De syntheseroute van gibberellinezuur deelt veel stappen met de synthese van de andere terpenoïde verbindingen in planten, en er zijn zelfs stappen gevonden die gedeeld worden met de terpenoïde productieroute bij dieren..
Plantencellen hebben twee verschillende metabole routes voor het initiëren van de biosynthese van gibberelline: de mevalonaatroute (in het cytosol) en de methylerythritolfosfaatroute (in de plastiden)..
In de eerste stappen van beide routes wordt geranylgeranylpyrofosfaat gesynthetiseerd, dat fungeert als een voorloperskelet voor de productie van gibberellinediterpenen..
De route die het meest bijdraagt aan de vorming van gibberellines vindt plaats in de plastiden, via de methylerythritolfosfaatroute. De bijdrage van de cytosolische route van mevalonaat is niet zo significant als die van plastiden.
Bij de synthese van gibberellinezuur, uit geranylgeranylpyrofosfaat, nemen drie verschillende soorten enzymen deel: terpeensynthasen (cyclasen), cytochroom P450-monooxygenasen en 2-oxoglutaraatafhankelijke dioxygenasen.
Cytochroom P450-monooxygenasen behoren tot de belangrijkste tijdens het syntheseproces.
Enzymen ent-copalyldifosfaatsynthase en ent-kaurene synthase katalyseren de omzetting van methylerythritolfosfaat in ent-kaureno. Ten slotte oxideert het cytochroom P450 monooxygenase in plastiden het ent-kaureno en veranderde het in gibberelline.
De metabole route van gibberellinesynthese in hogere planten is sterk geconserveerd, maar het daaropvolgende metabolisme van deze verbindingen varieert sterk tussen verschillende soorten en zelfs tussen de weefsels van dezelfde plant..
Gibberellinezuur is betrokken bij meerdere fysiologische processen in planten, vooral in aspecten die verband houden met groei.
Sommige genetische manipulatie-experimenten gebaseerd op het ontwerp van genetische mutanten waarin de genen die coderen voor gibberellinezuur zijn "verwijderd", hebben het mogelijk gemaakt te bepalen dat de afwezigheid van dit fytohormoon resulteert in dwergplanten, half zo groot als normale planten..
Evenzo tonen experimenten van dezelfde aard aan dat mutanten voor gibberellinezuur vertragingen vertonen in de vegetatieve en reproductieve ontwikkeling (bloemontwikkeling).

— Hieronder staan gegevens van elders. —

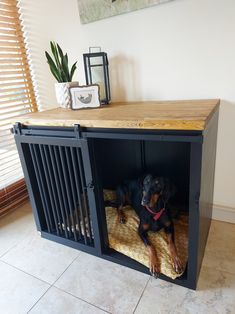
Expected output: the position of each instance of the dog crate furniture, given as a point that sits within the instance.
(69, 157)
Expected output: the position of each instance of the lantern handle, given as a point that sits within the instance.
(90, 48)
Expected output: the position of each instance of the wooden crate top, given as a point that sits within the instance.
(164, 115)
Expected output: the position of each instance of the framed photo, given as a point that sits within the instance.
(85, 96)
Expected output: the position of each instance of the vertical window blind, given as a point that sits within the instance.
(16, 98)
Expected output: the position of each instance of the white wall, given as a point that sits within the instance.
(183, 49)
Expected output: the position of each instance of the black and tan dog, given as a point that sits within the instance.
(149, 197)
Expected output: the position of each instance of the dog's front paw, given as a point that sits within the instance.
(154, 266)
(177, 265)
(121, 217)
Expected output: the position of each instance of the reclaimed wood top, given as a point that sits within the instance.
(164, 115)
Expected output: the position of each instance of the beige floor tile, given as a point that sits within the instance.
(39, 257)
(221, 237)
(56, 301)
(215, 294)
(18, 291)
(220, 261)
(14, 227)
(109, 286)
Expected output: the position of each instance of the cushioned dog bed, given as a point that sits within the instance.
(125, 239)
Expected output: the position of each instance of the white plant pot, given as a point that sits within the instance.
(63, 94)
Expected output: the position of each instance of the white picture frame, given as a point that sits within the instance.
(86, 96)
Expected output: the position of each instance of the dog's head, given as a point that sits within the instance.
(153, 188)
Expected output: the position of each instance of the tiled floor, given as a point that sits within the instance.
(40, 276)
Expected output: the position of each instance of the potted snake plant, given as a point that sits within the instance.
(60, 70)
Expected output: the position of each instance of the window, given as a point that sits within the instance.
(16, 98)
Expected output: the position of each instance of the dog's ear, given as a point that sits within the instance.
(169, 190)
(147, 179)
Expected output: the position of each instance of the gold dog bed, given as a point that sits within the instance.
(125, 239)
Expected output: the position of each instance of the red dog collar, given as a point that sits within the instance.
(156, 215)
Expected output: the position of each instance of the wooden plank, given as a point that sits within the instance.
(166, 115)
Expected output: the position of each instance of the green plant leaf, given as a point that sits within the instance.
(53, 68)
(66, 67)
(72, 71)
(59, 66)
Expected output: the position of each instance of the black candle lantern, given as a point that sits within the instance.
(97, 72)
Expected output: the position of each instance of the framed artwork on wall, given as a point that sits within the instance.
(93, 10)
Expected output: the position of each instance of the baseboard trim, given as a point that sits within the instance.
(223, 213)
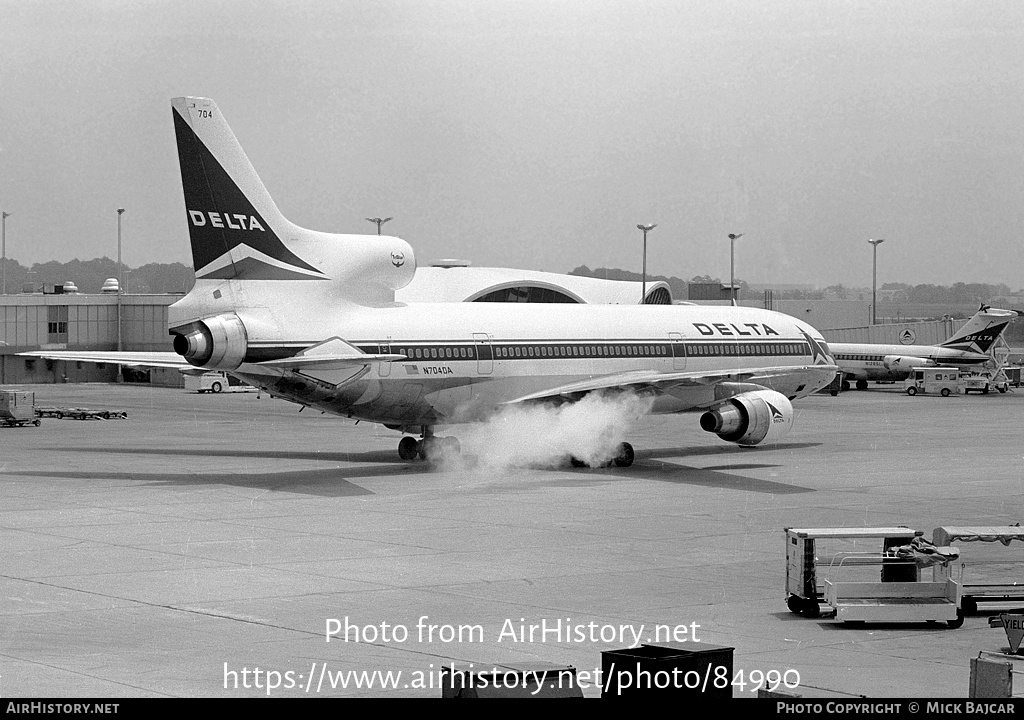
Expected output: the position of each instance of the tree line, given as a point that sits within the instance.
(89, 276)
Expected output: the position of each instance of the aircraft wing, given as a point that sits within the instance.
(657, 383)
(134, 360)
(330, 354)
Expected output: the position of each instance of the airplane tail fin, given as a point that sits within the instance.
(982, 331)
(235, 225)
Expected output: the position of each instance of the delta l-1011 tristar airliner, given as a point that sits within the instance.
(971, 345)
(310, 316)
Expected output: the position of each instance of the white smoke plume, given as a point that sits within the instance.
(590, 430)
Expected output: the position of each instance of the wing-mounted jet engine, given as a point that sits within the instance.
(217, 343)
(751, 418)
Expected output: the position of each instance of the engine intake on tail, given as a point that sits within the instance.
(906, 362)
(218, 343)
(751, 418)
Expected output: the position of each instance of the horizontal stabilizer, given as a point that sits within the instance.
(331, 354)
(646, 381)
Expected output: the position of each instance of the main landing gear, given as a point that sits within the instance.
(624, 458)
(429, 448)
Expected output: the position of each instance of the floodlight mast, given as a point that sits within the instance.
(643, 286)
(732, 265)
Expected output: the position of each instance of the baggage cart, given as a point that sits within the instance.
(813, 554)
(17, 408)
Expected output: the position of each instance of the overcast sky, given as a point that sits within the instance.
(538, 134)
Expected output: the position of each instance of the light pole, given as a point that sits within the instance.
(643, 286)
(120, 213)
(875, 272)
(732, 265)
(380, 221)
(3, 235)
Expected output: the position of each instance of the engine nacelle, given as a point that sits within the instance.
(751, 418)
(216, 343)
(904, 363)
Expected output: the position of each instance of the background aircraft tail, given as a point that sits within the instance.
(982, 331)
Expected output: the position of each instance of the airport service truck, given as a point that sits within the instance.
(216, 382)
(944, 381)
(983, 381)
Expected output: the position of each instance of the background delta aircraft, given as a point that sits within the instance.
(971, 345)
(310, 316)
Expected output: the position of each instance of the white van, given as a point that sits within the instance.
(945, 381)
(216, 382)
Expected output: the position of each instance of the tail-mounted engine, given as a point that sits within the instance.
(751, 418)
(217, 343)
(905, 363)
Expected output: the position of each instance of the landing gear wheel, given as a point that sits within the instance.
(451, 446)
(625, 457)
(429, 448)
(408, 448)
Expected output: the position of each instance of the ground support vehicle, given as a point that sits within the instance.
(17, 408)
(984, 381)
(821, 567)
(943, 381)
(82, 414)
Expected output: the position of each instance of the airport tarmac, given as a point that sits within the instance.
(175, 552)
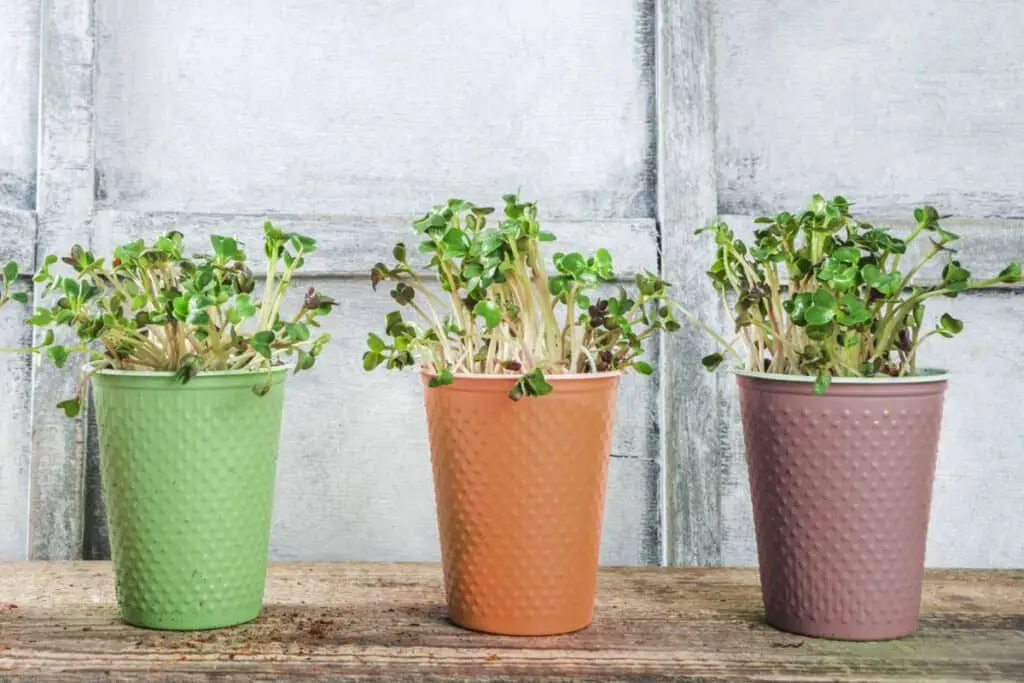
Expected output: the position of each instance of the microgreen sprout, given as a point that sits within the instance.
(154, 308)
(495, 308)
(822, 294)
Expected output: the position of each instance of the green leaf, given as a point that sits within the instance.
(375, 343)
(225, 248)
(712, 361)
(847, 255)
(442, 378)
(297, 331)
(951, 325)
(954, 276)
(870, 274)
(572, 264)
(823, 299)
(818, 332)
(489, 311)
(538, 384)
(71, 407)
(180, 305)
(818, 315)
(58, 354)
(42, 316)
(848, 339)
(371, 359)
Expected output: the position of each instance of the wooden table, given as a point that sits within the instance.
(386, 622)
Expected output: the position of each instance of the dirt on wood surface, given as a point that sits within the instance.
(387, 622)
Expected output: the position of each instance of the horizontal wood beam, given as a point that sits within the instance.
(387, 622)
(890, 205)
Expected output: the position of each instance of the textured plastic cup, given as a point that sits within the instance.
(519, 489)
(187, 476)
(842, 488)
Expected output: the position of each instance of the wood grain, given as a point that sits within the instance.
(17, 230)
(349, 246)
(354, 112)
(18, 89)
(65, 208)
(386, 622)
(687, 199)
(895, 108)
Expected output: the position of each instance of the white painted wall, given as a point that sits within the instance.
(894, 104)
(18, 90)
(346, 119)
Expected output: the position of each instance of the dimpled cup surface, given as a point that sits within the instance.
(520, 497)
(841, 485)
(187, 477)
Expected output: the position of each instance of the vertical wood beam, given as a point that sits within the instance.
(687, 199)
(65, 204)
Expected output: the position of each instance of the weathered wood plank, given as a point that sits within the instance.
(351, 245)
(354, 112)
(373, 622)
(65, 208)
(17, 237)
(18, 89)
(686, 198)
(909, 111)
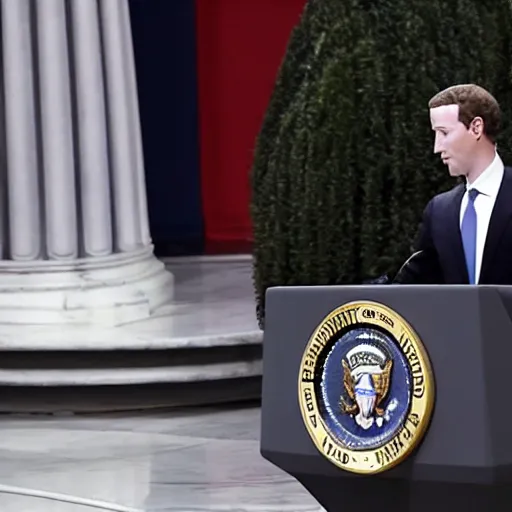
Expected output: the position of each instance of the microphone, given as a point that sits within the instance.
(406, 267)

Bovendien is, hoewel de reden niet met zekerheid is vastgesteld, een lagere hoeveelheid totale boodschapper-RNA's waargenomen in de weefsels van gemuteerde planten..
Gibberellines nemen ook deel aan de fotoperiodische controle van stengelverlenging, wat is aangetoond met de exogene toepassing van gibberellines en de inductie van fotoperioden..
Aangezien gibberelline verband houdt met de activering van de mobilisatie en afbraak van de reservestoffen in de zaden, is een van de meest genoemde functies in de bibliografie de deelname aan het bevorderen van de ontkieming van de zaden van veel plantensoorten..
Gibberellinezuur is ook betrokken bij andere functies, zoals verkorting van de celcyclus, rekbaarheid, flexibiliteit en het inbrengen van microtubuli in de celwand van plantencellen..
Gibberellines worden op grote schaal geëxploiteerd in de industrie, vooral in termen van landbouwkwesties..
De exogene toepassing ervan is een gangbare praktijk om betere opbrengsten van verschillende gewassen van commercieel belang te bereiken. Het is vooral handig voor planten met grote hoeveelheden blad en het is bekend dat het bijdraagt aan de verbetering van de opname en opname van voedingsstoffen.
Niemand heeft nog op dit artikel gereageerd.